Her work incorporates a fragmentation that reveals new syntheses; connections which delve deeper than the simple presentation of pieces previously collected and preserved in formaldehyde. The actual object or its mere copy are insufficient; our physicality becomes transformed and is translated into images that bring together symbol, mythology, mystery, and magic. Smith becomes the author of a new Genesis.

Serpent presents a snake-like female creature, in the fetal position, with two tails, playing with two red apples with her hawk-like talons. The complexity of the references creates a series of associations overflowing with meaning: it is a vision of woman who, like the serpent, belongs to the earth that gave her life and who, in turn, gives birth herself. It is also an image of Eve, a double temptress due to her incipient metamorphosis, who might also, in the evocative game of the two apples, represent the masculine essence reduced to testicles. Genesis, temptation, sin, and gender are all aspects present in the polymorphous being that Smith has created.

In Sirens, the artist sculpts not fish-women, but bird-women in bronze. They are lugubrious images, weighted down by their human parts, so that it is difficult to imagine them taking flight. Completely without lightness, as threatening as harpies, Smith’s sirens are held down, glued to the earth to which, like sphinxes, they hold the secret.

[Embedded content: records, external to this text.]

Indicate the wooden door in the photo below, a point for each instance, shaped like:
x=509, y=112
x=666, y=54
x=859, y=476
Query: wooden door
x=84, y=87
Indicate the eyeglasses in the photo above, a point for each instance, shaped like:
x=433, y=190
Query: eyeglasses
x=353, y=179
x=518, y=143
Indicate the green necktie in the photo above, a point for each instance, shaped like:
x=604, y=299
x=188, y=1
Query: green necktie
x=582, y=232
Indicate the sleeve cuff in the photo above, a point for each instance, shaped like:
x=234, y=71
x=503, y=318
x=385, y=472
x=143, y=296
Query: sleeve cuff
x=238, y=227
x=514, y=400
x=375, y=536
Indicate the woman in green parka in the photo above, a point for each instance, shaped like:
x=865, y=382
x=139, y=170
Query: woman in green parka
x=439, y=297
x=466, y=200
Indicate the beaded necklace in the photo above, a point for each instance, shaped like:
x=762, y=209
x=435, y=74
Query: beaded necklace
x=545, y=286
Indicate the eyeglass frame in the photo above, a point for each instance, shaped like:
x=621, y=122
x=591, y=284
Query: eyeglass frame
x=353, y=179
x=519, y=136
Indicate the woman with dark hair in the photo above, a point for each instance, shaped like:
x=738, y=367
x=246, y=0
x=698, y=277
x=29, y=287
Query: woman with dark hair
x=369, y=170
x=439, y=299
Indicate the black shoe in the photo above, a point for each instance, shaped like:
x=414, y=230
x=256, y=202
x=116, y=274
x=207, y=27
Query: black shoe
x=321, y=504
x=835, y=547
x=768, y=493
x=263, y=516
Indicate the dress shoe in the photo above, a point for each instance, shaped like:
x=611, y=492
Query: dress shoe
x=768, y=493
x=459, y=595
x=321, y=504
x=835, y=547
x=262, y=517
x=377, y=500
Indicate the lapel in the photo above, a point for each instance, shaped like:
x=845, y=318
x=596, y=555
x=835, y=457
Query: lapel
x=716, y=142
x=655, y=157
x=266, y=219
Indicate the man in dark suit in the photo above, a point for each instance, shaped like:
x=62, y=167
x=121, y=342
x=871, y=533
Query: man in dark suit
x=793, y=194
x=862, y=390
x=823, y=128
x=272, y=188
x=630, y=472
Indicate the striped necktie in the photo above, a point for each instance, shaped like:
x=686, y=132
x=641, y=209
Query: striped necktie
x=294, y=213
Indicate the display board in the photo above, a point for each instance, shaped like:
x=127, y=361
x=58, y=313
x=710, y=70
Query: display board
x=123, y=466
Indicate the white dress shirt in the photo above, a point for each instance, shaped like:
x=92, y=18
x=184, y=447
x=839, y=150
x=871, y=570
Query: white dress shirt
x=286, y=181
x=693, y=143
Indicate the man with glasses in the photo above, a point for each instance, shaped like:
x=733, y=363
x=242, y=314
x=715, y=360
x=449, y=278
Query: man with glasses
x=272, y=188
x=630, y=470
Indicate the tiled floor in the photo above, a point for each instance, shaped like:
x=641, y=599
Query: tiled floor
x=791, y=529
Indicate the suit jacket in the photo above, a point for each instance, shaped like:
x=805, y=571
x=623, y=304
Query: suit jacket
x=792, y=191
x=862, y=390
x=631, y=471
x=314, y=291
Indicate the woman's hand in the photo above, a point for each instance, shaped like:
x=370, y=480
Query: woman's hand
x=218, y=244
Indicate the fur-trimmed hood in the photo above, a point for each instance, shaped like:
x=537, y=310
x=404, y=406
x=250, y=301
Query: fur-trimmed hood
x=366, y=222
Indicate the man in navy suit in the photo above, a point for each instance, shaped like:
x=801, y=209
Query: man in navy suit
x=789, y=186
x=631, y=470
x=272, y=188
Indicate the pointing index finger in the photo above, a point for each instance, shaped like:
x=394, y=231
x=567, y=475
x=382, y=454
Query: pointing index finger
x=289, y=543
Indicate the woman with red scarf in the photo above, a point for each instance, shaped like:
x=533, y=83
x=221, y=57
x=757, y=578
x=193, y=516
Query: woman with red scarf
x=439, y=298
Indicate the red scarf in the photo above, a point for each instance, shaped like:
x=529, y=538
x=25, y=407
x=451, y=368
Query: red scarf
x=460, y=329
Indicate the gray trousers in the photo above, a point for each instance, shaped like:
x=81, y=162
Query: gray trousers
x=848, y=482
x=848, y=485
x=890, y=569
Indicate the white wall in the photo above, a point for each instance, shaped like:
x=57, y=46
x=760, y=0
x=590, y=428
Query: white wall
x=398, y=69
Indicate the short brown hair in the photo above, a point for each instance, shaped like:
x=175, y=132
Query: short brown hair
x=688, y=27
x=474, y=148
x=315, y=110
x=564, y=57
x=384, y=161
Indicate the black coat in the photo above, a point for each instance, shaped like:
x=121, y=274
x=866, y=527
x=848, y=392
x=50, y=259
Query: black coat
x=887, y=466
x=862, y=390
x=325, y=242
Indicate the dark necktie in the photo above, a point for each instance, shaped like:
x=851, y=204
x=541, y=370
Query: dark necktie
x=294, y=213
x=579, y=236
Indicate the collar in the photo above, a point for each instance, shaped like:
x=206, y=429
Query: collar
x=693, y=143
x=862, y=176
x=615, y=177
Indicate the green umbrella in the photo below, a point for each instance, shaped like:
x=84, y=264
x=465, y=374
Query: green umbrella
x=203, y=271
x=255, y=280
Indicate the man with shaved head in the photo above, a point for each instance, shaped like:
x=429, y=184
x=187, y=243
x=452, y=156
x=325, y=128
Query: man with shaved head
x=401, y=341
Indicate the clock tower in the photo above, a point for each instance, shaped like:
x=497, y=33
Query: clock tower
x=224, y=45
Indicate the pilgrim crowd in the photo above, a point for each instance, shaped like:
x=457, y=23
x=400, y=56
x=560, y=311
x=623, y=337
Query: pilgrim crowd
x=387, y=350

Calling, a bronze sculpture of a creature lying prostrate with oak leaves sprouting out of its side, and which may be the artist’s alter ego, appears like Moses speaking to the burning bush, awed and humble, in prayer before a divinity that may be interpreted as naturae fabbrica incredibilis.

If, before now, her intention was to reveal, uncover, and take apart, in order to realize hypotheses as substance, the artist now has given up trying to totally possess objects, but has created a language which dresses and disguises itself continually, finding new ways to explain our existence within the territory of myth.